In Britain, Canada, and the United States, Black History Month (BHM) events are widely well-known and are celebrated annually. But Black History Month also has roots in Germany. This year will mark the 30th anniversary of the annual Black History Month celebrations in Berlin, which became a fixture in the Black German community. Started by members in the Black German organization, ISD or the Initiative of Black Germans (Initiative Schwarze Deutsche), the celebrations began in 1990. Black History Month represented a clear manifestation of African diasporic politics and solidarity, particularly with themes that ranged from Black German history to African literature in Europe to South African Apartheid to U.S. Civil Rights activism. BHM committee members, who included members from ISD and other minority organizations, actively made these events not only cultural and political, but also intellectual. They were events at which Black Germans, Africans, African Americans as well as other People of Color from Brazil and Britain (to name a few), produced and disseminated knowledge and where attendees learned about the diversity of African diasporic histories in Europe and elsewhere. As a result, BHM represented a culture of everyday intellectualism that marked Black Germans as thinkers and doers. Starting in Berlin and spreading to Hamburg, Frankfurt, and Munich, these annual events emboldened Black Germans to pursue a spatial politic that showed their resilience and agency and rooted them in both the German nation and the global diaspora.

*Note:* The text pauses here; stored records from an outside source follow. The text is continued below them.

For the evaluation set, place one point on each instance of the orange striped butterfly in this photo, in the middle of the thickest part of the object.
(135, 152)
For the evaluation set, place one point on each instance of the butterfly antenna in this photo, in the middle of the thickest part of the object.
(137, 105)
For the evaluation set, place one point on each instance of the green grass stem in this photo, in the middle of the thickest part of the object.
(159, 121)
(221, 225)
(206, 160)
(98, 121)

The BHMs, along with the Black German movement more generally, brought a variety of people together from different backgrounds. Black Germans were often scattered across white neighborhoods in West and East Germany with limited or no contact with other Black people or relatives. They were often individuals of mixed-race descent with ancestry in the Caribbean, Latin America, Africa, and the United States. They were also sometimes non-Black People of Color, like Asian Germans, who envisioned Black as a political identity for solidarity against racism. The BHMs also helped Black Germans socialize and forge connections with their diverse counterparts and others in Germany.